Thursday, December 10, 2009


The train crossing near my home became a mourning place during the last six months, as four local teens chose to end their lives on separate occasions. The first one, in May, devastated me so much that my blog "Stop, Look, and Listen" was dedicated to the subject of reaching out to others and trying to find a place where we are needed in the world. Movies like Patch Adams come to mind, a story based on the true life devastation of someone who eventually found himself through giving to others. I am one of those who found herself through reaching out to resources around me; it wasn't easy, especially when I experienced personal crises and sometimes found it hard to just get out of bed. Service is not a cure-all, fix-all, but it can help, as we strive to connect with others--especially when things are bad.

In response to the tragedies at the train crossing, a group of dedicated parents and community members formed a group called "Track Watch," to keep a constant eye on the crossing and let the students know there are caring adults who want to make sure more teens won't succumb to this violent end.
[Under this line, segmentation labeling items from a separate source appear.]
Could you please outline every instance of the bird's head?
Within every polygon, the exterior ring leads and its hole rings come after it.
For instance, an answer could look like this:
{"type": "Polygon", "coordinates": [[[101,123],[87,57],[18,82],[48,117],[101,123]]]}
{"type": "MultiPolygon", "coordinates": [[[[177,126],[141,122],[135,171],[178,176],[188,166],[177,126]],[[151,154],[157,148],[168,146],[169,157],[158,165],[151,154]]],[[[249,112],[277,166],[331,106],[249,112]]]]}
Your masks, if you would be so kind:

I spoke with one of the parents recently, as she sat bundled up in her fleece jacket and ear muffs, a lawn chair nearby. Her husband drove up with hot cocoa. She had signed up to volunteer because she knew one of the students who had passed away, and she just wanted to do something to show she cared. Other parents joined the ranks for similar reasons; they felt a connection to the lives of these young people and wanted to make a difference in the outcome of the tragedies. With the round-the-clock vigil since the last suicide, I felt a sense of care and warmth every time I crossed those tracks in my car or on my bike.

The Palo Alto Police Department has now placed private security patrols at the crossing, but I miss the sweet feelings of concern I perceived from the volunteer parents who came to stand vigil night and day for over a month. Palo Alto Track Watch is still working with area professionals and agencies, with an emphasis on gathering resources and information where high school students and their families can go for help. The volunteer focus has changed slightly, leaving observation of the crossing to the paid security guards, but the mission has not: saving lives by vigilance.